Many families have trouble purchasing essential needs, including diapers. Diaper insecurity is a crisis that can affect 1 in 3 families. The inability to keep infants and toddlers clean and dry can lead to negative health consequences such as diaper rash and urinary tract infections.
UnitedHealthcare Community Plan of Michigan established an Emergency Diaper Bank to address the growing need across the state and to support members who needed diapers. The diaper bank distributed two packs of diapers directly to members who were pregnant or who had a child under the age of 2.
Diaper Drive Turns Into Bigger Outreach
As supplies were delivered, staff unexpectedly received a large number of requests for bigger sized diapers.
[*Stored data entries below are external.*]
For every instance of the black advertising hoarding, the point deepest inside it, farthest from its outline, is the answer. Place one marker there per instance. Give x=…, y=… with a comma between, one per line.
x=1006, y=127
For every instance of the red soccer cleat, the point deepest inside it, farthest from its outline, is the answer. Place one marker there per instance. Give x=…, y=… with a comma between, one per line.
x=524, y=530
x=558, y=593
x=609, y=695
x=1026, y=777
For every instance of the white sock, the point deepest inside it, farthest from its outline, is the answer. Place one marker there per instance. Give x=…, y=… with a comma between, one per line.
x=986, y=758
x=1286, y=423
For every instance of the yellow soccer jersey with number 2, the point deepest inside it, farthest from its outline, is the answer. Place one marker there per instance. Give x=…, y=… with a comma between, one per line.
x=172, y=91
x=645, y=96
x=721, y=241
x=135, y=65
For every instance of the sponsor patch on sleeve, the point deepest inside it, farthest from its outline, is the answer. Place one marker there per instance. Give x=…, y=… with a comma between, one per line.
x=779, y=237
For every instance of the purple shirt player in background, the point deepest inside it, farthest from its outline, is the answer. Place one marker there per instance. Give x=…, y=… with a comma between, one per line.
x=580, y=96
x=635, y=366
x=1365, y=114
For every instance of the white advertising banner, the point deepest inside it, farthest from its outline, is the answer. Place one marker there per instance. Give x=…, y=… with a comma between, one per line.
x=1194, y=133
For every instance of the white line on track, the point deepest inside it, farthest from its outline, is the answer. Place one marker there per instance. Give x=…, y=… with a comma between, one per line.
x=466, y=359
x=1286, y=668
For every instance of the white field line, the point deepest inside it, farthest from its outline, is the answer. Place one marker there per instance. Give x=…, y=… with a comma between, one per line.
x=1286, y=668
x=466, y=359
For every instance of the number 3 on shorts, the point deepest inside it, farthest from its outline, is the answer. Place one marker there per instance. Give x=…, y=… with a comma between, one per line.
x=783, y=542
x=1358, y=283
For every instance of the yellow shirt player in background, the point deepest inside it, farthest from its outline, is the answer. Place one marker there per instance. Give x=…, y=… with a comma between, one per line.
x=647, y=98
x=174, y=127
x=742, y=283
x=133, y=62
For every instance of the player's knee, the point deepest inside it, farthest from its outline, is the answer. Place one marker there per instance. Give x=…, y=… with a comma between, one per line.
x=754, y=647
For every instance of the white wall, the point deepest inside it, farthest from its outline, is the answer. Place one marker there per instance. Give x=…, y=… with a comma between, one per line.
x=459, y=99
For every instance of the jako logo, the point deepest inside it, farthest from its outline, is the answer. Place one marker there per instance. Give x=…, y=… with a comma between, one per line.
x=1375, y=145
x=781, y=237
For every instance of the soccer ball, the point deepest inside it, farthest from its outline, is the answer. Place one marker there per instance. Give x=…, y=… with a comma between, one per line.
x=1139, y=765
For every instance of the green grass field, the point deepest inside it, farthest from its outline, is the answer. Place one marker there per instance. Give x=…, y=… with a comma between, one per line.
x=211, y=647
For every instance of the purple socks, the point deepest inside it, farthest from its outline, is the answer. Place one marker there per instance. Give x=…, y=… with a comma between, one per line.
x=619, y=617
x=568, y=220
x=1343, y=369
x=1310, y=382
They realized this was due to parents and caregivers who were having issues potty-training children. To help caregivers meet these needs of older children, they worked with community action agencies, local diaper banks and other interested community partners to create and distribute 700 potty-training kits.
By bringing together community-based resources and addressing social determinants of health, the Community Plan of Michigan created a positive approach that met a larger need to an ongoing crisis.
To date, the Community Plan of Michigan has delivered more than 30,000 diapers directly to members, and more than 50,000 diapers to the community at large. The average family could save more than $9001 a year when a toddler is potty trained and no longer needs diapers.
Costly Diapers Can Cause Financial and Health Challenges
Those at greatest risk for diaper insecurity are caregivers under 26 years of age, people with less than a high school education, and parents or caregivers who are Latino. Diaper insecurity is more common in households where someone was unemployed before the pandemic. It is also more prevalent in homes with a 2019 income equivalent under $50,000.
Individuals who reported not having enough diapers for their children were more likely to report symptoms of depression or to live with a person who has a chronic illness.2 They were also more likely to experience food insecurity.